Die Tafeln aus Nürnberg zeigen Maria mit dem Kind, Christophorus, Barbara, Katharina, Eustachius, Georg, Pantaleon und Eligius (auf einer Tafel), Vitus und Bernhard (auf einer Tafel) sowie Hieronymus (auf der Rückseite einer Tür). Sie stammen aus der Zeit um 1500, haben eine fränkische Provenienz und sind mit je über 2 Metern Größe und knapp 35 Zentimetern Breite sehr eindrucksvoll.
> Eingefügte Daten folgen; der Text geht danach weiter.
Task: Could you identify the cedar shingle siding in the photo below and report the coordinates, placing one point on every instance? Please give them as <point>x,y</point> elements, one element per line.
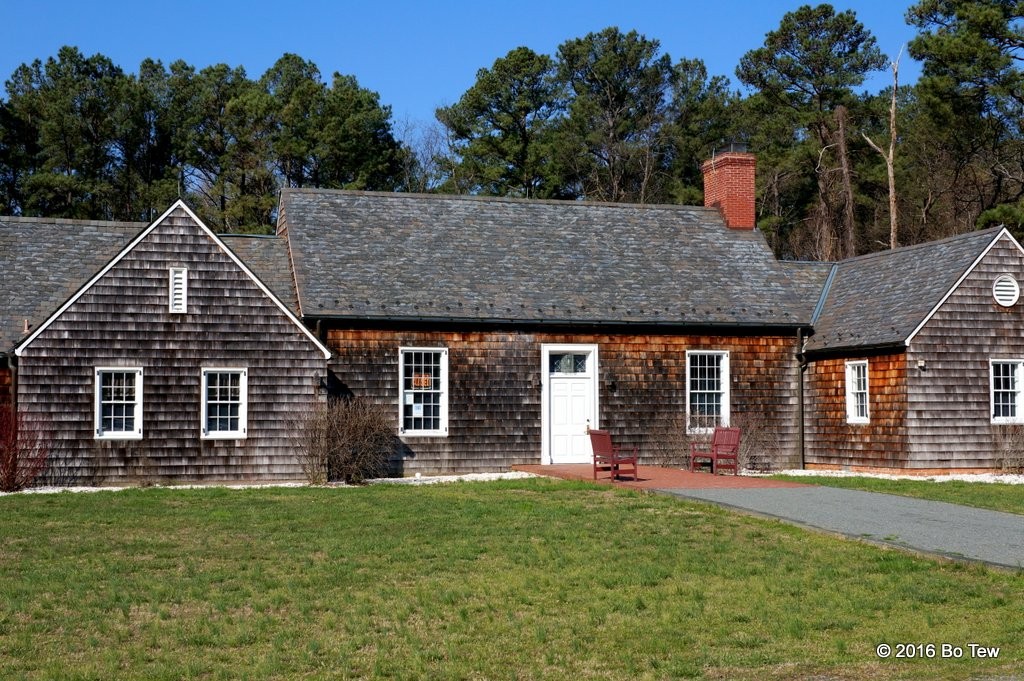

Die spätgotischen Heiligenfiguren sind farbig in Öl auf die Holztafeln gemalt, jede für sich steht wie eine Statue auf einem Sockel, darunter sind florale Muster als Verzierung aufgemalt und die Tafeln sind mit hölzerner Umrandung und einem kunstvollen Dreipass am Kopf versehen. Zu erkennen sind die dargestellten Heiligen anhand ihrer Attribute: Barbara mit dem Kelch, Eustachius mit dem Hirschkopf, Georg mit Lanze und Schild und Bernhard mit dem Buch. Der heilige Georg indes ist als Patron des Schwertadels und der Kreuzfahrer eine immer wiederkehrende Heiligenfigur, die als Stadtpatron von Eisenach hier natürlich besondere Erwähnung finden muss.

Ursprünglich stammen die Tafeln aus der Hauskapelle des Harsdörferschen Hauses in Nürnberg, aus dem ebenfalls der Nürnberger Erker auf die Wartburg kam, der die Vogtei im ersten Burghof ziert. Als dieses Haus in der Nürnberger Adlerstraße 1872 abgebrochen wurde, kaufte Großherzogin Sophie von Sachsen-Weimar-Eisenach den Chor (Nürnberger Erker) und die Wandvertäfelungen als Geschenk für ihren Gemahl Carl Alexander. Für viele Jahre prägten sie das Erscheinungsbild der Oberen Vogteistube, die Carl Alexander als Bibliothek nutzte. Im Zuge der umfassenden Restaurierung der 1950er Jahre, der viele Ausstattungsstücke des 19. Jahrhunderts zum Opfer fielen, wurden die Nothelfertafeln entfernt. Nach einiger Zeit im Depot sind sechs der Heiligentafeln seit 2018 in der Dauerausstellung im Museum der Wartburg ausgestellt, welches sie hoffentlich genauso wie ihren früheren Standort vor Unfällen und schlimmen Ereignissen bewahren mögen.

Hoffen wir, dass die Nothelfertafeln bald wieder zu den Öffnungszeiten des Museums der Wartburg besichtigt werden können.